Udendo questo, Yanguan disse: «È una bara con due cadaveri». (Xuansha disse: «Yanguan era grande».)
4
Yanguan è ricordato per un celebre scambio con il suo attendente, narrato nel caso venticinque del Libro della Serenità. La scena è registrata anche nei testi delle lampade.
* * *
Yanguan chiamò il suo attendente, dicendo: «Portami il ventaglio di rinoceronte».
L’attendente disse: «È rotto».
Yanguan disse: «Se il ventaglio è rotto, allora portami il rinoceronte».
L’attendente non rispose. ([In seguito] Touzi rispose al posto dell’attendente, dicendo: «Non mi rifiuto di portare il rinoceronte, ma temo che non abbia tutte le sue corna». Zifu Rubao, rispondendo per l’attendente, tracciò un cerchio e poi scrisse al centro il carattere “bue”. Shishuang rispose per l’attendente dicendo: «Se lo do al maestro, sparirà». Baoshou Yanzhao disse: «Il maestro è di venerabile età. È appropriato che si rivolga agli altri».)
5
Il maestro Yanguan disse all’assemblea: «Il vasto spazio vuoto è il tamburo. Il Monte Sumeru è il battente. Chi può suonare questo tamburo?»

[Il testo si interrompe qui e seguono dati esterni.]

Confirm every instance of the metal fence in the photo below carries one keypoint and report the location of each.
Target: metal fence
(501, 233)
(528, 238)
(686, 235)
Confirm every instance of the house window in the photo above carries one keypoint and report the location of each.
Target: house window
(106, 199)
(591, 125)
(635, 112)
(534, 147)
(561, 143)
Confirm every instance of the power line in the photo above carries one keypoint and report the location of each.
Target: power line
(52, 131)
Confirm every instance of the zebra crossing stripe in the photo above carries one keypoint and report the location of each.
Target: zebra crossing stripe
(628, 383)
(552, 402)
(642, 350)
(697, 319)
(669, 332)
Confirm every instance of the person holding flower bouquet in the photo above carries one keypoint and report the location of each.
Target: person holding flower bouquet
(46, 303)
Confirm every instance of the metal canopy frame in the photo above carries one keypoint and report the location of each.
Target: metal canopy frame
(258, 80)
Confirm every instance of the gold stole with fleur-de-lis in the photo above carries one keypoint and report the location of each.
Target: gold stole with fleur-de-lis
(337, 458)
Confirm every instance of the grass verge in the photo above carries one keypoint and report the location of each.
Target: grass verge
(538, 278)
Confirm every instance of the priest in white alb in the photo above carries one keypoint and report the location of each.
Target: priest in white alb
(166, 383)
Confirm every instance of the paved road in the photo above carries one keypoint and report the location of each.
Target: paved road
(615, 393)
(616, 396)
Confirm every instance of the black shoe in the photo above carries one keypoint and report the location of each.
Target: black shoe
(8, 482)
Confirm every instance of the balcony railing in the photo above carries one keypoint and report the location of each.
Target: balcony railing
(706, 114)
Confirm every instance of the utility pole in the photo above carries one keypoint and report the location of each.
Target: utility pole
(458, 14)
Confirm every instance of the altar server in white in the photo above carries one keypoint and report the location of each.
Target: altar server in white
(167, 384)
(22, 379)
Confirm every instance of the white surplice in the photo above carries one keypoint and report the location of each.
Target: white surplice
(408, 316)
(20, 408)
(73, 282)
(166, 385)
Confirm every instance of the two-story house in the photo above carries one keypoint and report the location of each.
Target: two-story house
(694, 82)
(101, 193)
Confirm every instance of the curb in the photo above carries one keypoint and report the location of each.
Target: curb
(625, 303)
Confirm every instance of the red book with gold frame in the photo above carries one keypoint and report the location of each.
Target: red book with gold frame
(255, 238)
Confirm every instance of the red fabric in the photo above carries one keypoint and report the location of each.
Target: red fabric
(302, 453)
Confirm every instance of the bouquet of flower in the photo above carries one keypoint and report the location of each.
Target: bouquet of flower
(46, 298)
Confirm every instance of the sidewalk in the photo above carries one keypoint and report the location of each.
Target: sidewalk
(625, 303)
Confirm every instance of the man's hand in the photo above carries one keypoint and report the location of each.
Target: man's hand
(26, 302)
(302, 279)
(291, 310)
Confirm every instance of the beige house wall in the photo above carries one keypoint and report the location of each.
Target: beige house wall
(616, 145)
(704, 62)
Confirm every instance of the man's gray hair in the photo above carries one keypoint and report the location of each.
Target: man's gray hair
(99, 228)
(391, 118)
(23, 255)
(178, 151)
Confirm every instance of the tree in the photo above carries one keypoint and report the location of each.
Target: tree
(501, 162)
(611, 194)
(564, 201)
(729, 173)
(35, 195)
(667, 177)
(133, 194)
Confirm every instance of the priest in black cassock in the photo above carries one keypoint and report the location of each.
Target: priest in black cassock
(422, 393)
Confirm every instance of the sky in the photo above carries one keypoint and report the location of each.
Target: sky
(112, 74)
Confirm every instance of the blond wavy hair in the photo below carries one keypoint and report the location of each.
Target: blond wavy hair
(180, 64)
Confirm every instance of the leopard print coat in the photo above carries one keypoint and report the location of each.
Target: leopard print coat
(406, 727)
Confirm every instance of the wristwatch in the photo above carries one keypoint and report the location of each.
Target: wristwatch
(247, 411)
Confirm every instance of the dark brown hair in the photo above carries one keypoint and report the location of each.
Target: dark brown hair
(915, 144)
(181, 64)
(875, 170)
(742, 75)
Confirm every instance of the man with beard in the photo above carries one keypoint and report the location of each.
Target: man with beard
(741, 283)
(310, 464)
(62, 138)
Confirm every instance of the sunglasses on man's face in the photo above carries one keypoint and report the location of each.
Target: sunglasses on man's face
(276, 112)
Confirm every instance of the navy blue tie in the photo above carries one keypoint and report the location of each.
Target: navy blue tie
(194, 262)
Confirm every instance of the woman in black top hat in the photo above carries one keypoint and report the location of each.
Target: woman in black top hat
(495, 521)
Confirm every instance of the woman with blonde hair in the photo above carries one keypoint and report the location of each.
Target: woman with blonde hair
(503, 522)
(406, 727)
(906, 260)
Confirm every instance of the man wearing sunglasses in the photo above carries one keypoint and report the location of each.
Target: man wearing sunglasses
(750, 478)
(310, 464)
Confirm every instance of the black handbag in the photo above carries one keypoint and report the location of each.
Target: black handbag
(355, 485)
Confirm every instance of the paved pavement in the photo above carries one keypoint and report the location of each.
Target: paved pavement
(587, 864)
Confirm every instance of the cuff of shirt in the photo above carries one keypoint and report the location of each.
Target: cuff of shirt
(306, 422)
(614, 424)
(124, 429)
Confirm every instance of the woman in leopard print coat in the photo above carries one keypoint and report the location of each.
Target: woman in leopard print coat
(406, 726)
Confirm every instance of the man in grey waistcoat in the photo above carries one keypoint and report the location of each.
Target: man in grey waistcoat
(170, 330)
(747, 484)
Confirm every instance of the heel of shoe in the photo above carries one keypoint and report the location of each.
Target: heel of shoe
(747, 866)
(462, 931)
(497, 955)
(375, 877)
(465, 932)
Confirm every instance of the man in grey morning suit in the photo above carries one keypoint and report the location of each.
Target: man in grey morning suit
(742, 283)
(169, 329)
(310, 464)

Nessuno nell’assemblea parlò. (Qualcuno raccontò questa storia a Nanquan Puyuan. Egli disse: «Il vecchio maestro Wang non suona questo tamburo rotto». Più tardi, Fayan disse: «Il vecchio maestro Wang [Nanquan] non lo percuote».)
6
Un maestro Zen di nome Fakong venne a far visita a Yanguan e gli pose domande su alcune idee espresse nei sutra buddhisti. Yanguan rispose a ciascuna domanda a turno. Quando ebbero finito, Yanguan disse: «Da quando il maestro è arrivato qui, non sono riuscito a fare l’ospite».
Fakong disse: «Invito il maestro ad assumere il ruolo di ospite».
Yanguan disse: «Oggi è tardi, torniamo nei nostri alloggi a riposare. Domani vieni di nuovo qui».
Fakong tornò quindi nella sua stanza.
La mattina seguente, Yanguan mandò un giovane novizio a invitare Fakong per un altro incontro.
Quando Fakong arrivò, Yanguan guardò il novizio e disse: «Aiee! Questo novizio non sa fare nulla! Gli avevo detto di andare a prendere il maestro Zen Fakong. Invece è andato a prendere questo addetto alla manutenzione del tempio!»
Fakong rimase senza parole.
7
[Quando Yanguan era malato] il direttore del tempio, di nome Faxin, venne a fargli visita.
Yanguan disse: «Chi sei?»
Il direttore del tempio rispose: «Faxin».
Yanguan disse: «Non ti conosco».
In seguito, le condizioni del maestro migliorarono, ma morì improvvisamente durante un banchetto. Ricevette il nome postumo di «Maestro Zen dell’Illuminazione del Vuoto».